Sunni Arabs, who were favored under Saddam Hussein's rule, largely stayed away from the polls. But the Shi'ites must move cautiously if they want to reach out to the Sunnis to form an inclusive government and help quell the insurgency.
The US military reported yesterday that a US soldier assigned to the First Marine Expeditionary Force was killed in action Tuesday in western Iraq. In addition, the bodies of eight Iraqis described as collaborators with US forces were found in a desert area north of Baghdad.
In an interview Tuesday, Jaafari said that quelling the violence would be his first priority if he becomes prime minister, and that he would ask US troops to stay as long as they are needed.

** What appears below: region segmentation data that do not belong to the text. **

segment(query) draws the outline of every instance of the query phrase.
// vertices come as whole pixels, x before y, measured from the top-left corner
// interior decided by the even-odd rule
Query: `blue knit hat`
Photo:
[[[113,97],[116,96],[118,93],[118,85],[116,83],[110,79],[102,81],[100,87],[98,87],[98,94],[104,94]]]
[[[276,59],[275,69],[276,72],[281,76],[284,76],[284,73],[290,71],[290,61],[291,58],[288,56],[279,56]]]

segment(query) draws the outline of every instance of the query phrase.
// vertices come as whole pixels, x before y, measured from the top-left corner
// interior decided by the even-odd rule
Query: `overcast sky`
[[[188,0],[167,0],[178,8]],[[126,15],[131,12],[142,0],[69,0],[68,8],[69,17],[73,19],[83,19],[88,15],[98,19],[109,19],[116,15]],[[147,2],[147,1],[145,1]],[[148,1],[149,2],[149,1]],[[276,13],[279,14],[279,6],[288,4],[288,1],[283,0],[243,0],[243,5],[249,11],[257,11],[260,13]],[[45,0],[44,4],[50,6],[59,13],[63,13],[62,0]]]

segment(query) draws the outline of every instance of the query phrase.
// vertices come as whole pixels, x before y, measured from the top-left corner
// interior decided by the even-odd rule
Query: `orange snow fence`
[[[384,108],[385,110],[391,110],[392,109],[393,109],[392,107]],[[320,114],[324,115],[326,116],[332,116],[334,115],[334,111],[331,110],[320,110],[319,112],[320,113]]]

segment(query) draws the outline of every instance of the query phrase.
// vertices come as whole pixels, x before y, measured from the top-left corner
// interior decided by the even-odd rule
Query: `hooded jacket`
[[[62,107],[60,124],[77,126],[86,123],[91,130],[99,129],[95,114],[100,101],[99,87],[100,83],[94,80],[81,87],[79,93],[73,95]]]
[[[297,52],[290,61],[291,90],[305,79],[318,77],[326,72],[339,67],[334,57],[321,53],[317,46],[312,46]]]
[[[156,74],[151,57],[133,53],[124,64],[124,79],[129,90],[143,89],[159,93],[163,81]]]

Despite the Dawa Party's stated desire to impose Islamic law in Iraq, Jaafari said he supports guarantees for individual freedoms and women's rights.
Chalabi has promised to cancel contracts the interim government has signed, form a strong intelligence service, and drop charges against Shi'ite cleric Muqtada al-Sadr, who led two bloody revolts against US forces and is wanted for the murder of a rival cleric, said Ali Faisal of the Shi'ite Political Council.
Nevertheless, Hayder al-Mousawi, Chalabi's spokesman, said the differences were not major problem the Shi'ite alliance. ''No way is there a division inside the alliance. Everybody agreed on adhering to whatever results the internal elections will reach," he said.
If provisional results of the election stand, the alliance will have 140 seats in the 275-member National Assembly. Youshaa said three other party coalitions, which won a combined eight seats, have joined the alliance bloc.
Farid Ayar, electoral commission spokesman, said he expected the commission to certify the vote totals tomorrow, when the official allocation of seats in the National Assembly would be announced. The assembly will pick the president, two vice presidents, and draft a constitution. The interim government must set a timetable for installing the new government.